Haitian being deported jumps off stairs while boarding plane in Mexico


A group of 129 Haitian migrants were deported this Wednesday morning by the National Migration Institute (INM). The plane took off from the Tapachula International Airport and was destined for the city of Port-au-Prince, the Haitian capital.

Until the last second, some of them tried to escape. In a video broadcast on social networks, a man in a red shirt jumps from the ladder to board and runs off the airport runway, followed by agents.

The video was posted on Twitter by José Miguel Vivanco, Americas director at Human Rights Watch, with the text “ In this video, a man jumps off the ladder and runs, pursued by immigration agents, while fleeing the plane that must carry him back to Haiti. Is this what the AMLO government calls voluntary returns? 

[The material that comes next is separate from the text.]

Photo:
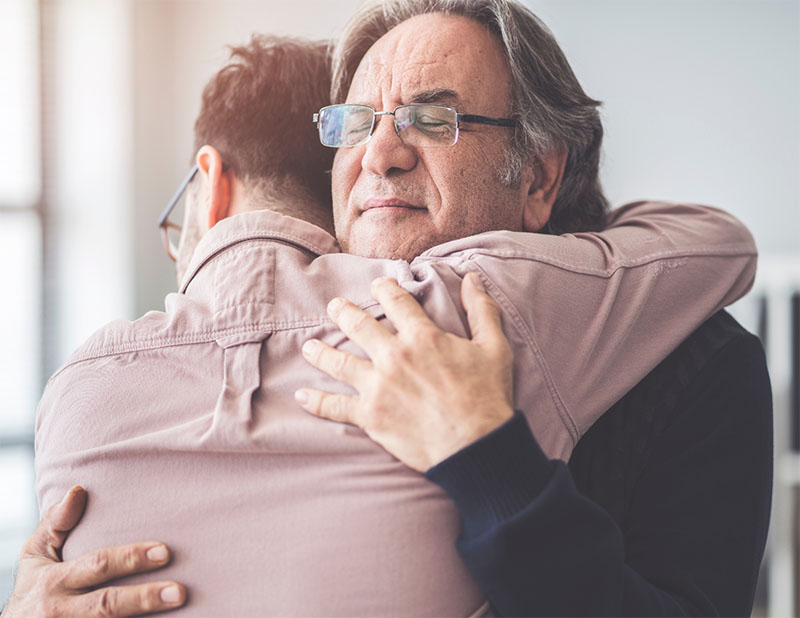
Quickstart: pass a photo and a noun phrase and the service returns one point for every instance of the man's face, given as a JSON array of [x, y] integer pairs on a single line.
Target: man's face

Men and women were taken from the Siglo 21 immigration station at approximately 7:00 in the morning and loaded into five white trucks, where they were transported to the Tapachula International Airport escorted by the Federal Protection Police (PPF) and elements of the National Guard (GN).

A Magni airline plane transported the Caribbean people detained in various INM operations to the Port-au-Prince International Airport, a statement reported.

For five months, waves of migrants from Haiti arrived in Tapachula and saturated the offices of the Mexican Commission for Refugee Assistance (COMAR) to process asylum status.

In Tapachula, located about 45 kilometers from the border with Guatemala, in August more than 30,000 Haitian migrants were stranded, in addition to a similar number of Central Americans, Cubans, Colombians, Venezuelans, among other nationalities, who complained the slowness of COMAR to grant appointments and procedures in the refugee application and of the INM for migratory regularization.

The Caribbeans also complained about the overpopulation of migrants in the city, lack of work, very high incomes, and discrimination and mistreatment from society.

On August 28, more than half a thousand Haitians, Central Americans, Cubans, Colombians, and Venezuelans decided to leave the city in a caravan, which was violently repressed by the National Institute of Migration and the National Guard until it was dismantled.

Three more caravans, made up of pregnant men and women and others with breastfeeding children, left for the northern border, which were also violently repressed and dismantled.

Other groups traveled to various parts of Chiapas with the consent of the federal government and managed to reach Ciudad Acuña, Coahuila; and on September 21 in a massive way they tried to enter the United States crossing in an area bordering the municipality of Del Río, in Texas; same that were repressed by border agents of the United States.

The wave of migrants from Haiti continues to arrive in Tapachula with the support of human traffickers who, in Tecún Umán, Guatemala, charge them $ 300 to give them a place to sleep, food, and the crossing into Mexican territory.

While, for another similar amount, the “polleros” offer to transfer them to Tapachula, taking them along dirt roads and lost points, to evade immigration surveillance.

Activists announced on October 24 the departure of a large caravan from this city, with or without papers, to Mexico City.